There's a flicker. Just a small lick of heat at the edges.

The ice holds.

Huh.

So that’s the secret. Months of my body betraying me, and the fix is this easy. Let him shatter something inside me, and suddenly nothing can touch me.

Fantastic. Just perfect. Couldn’t ask for more.

“Do you want your normal?” I ask, pouring the coffee with a steady hand.

"What I want is for you to talk to me." The frustration running under his voice is quiet, but it's there.

Poor baby.

I give him that plastic, high-gloss smile. "Sorry, sir. That's not what I get paid for. I'm sure there are plenty of locals who'd be happy to keep you company."

He doesn’t even have to move two feet. I could throw a spoon in any direction and hit a woman he’s already been inside who would jump at a second round.

His fingers snap around my wrist—an anchor of rough, familiar heat. The sudden temperature spike under my skin makes me freeze. It’s a glitch in my system. I don’t want to look, but he’s not giving me a choice. He wants my eyes, and Tomcat usually gets what he wants.

Pathetic. Obsessed chick.

The words are a rhythmic pulse in my head. I wait him out, keeping my face as flat and unreadable as a blank screen.

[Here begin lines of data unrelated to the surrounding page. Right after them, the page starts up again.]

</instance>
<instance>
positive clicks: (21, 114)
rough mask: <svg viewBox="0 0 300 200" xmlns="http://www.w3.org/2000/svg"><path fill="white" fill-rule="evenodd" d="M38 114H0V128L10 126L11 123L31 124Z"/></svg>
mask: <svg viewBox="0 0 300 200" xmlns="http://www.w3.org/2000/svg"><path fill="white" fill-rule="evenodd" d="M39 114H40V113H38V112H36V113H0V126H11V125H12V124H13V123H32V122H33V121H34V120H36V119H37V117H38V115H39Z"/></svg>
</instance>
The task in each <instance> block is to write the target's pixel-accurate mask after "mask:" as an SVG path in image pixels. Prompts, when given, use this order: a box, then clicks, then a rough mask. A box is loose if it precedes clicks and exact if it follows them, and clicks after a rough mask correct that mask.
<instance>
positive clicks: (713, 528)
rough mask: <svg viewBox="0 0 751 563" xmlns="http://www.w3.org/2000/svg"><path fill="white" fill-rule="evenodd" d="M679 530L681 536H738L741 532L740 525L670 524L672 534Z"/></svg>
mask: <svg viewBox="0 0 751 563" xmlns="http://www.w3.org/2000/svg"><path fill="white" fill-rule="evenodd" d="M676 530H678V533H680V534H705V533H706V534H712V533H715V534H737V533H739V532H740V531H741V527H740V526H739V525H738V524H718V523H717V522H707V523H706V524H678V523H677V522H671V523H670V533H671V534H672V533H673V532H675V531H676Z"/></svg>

“What’s going on, Goldie?”

His voice is low, cautious. The kind of tone you use when you’re trying to talk a feral animal out of a corner. He’s not wrong. I am feral. But right now, the animal is just… tired.

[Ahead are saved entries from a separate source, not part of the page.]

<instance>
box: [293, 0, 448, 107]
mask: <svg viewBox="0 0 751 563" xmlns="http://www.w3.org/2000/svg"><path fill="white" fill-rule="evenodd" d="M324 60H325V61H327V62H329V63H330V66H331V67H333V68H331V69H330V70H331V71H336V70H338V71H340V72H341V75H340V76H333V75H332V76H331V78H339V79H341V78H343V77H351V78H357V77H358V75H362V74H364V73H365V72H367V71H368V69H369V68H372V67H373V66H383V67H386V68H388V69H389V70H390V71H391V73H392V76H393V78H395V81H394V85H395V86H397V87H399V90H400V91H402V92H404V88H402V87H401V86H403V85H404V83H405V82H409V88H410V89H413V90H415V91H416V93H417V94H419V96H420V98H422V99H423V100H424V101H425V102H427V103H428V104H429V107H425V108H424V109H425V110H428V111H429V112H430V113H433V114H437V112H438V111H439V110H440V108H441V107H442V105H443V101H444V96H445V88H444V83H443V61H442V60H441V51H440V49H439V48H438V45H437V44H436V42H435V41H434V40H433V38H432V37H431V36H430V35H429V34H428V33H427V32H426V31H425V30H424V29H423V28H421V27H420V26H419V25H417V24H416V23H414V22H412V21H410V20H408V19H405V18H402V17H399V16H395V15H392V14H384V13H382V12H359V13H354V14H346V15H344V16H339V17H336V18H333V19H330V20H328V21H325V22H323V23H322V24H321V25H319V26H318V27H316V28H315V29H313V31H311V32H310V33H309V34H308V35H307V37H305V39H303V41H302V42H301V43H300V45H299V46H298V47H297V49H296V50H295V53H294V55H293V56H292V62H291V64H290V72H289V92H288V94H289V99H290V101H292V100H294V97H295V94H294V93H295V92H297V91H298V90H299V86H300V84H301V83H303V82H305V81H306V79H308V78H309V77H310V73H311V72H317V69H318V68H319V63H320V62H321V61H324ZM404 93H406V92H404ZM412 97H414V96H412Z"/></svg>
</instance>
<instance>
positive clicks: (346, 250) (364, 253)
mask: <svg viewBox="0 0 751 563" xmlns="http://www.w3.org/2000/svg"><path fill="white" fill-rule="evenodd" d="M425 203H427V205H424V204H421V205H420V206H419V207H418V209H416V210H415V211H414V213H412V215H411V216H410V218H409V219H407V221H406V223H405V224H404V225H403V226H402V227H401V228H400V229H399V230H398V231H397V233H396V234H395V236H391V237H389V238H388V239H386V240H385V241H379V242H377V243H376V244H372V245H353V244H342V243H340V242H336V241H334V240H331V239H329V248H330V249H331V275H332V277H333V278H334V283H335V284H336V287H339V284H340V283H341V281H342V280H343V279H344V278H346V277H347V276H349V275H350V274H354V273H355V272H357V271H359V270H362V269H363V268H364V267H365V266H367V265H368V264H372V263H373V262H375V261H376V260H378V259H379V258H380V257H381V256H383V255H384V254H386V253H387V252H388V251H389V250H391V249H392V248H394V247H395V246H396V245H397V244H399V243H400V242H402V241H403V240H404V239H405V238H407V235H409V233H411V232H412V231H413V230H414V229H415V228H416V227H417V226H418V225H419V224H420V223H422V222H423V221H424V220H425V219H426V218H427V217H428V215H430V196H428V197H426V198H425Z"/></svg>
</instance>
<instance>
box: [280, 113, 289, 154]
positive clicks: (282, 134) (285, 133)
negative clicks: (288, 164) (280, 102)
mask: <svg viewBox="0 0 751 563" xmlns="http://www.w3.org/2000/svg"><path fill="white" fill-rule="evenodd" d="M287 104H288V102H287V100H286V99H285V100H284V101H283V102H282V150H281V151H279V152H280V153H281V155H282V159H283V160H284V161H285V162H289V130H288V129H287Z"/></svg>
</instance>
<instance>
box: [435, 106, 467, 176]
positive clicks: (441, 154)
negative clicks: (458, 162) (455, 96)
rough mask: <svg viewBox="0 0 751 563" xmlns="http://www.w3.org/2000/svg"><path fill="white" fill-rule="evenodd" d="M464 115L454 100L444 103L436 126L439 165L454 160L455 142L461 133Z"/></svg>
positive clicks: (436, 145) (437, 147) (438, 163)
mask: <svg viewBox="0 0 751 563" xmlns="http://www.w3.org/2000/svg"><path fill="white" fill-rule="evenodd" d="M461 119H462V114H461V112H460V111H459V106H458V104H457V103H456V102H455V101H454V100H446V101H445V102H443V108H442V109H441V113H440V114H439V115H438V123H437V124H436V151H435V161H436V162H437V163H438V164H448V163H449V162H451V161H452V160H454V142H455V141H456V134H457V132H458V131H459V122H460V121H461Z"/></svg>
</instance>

I tilt my head, studying the scars on his knuckles. “I don’t know what you mean.”

“This. You’re acting differently. You aren't yourself.”

I want to scream. Why does everyone in this town think they’re entitled to my sunshine? People are allowed bad days. It's practically a human right. Sheesh.

A smirk pulls at the corner of my mouth. “God forbid a girl have an off day, huh.”

“Is that what this is? The entire diner can feel your off day, Goldie.”

Hm. Mask must be slipping then.

“Well, then. Let me just smile and make everyone else happy, shall I?” I pull my wrist free. I can't stand his touch right now, which is its own specific tragedy. “I’ll get your order in.”

He leans back and crosses his arms. I can see it in his eyes before he even opens his mouth.

Too bad. So sad.

There's something almost peaceful about not being able to feel things.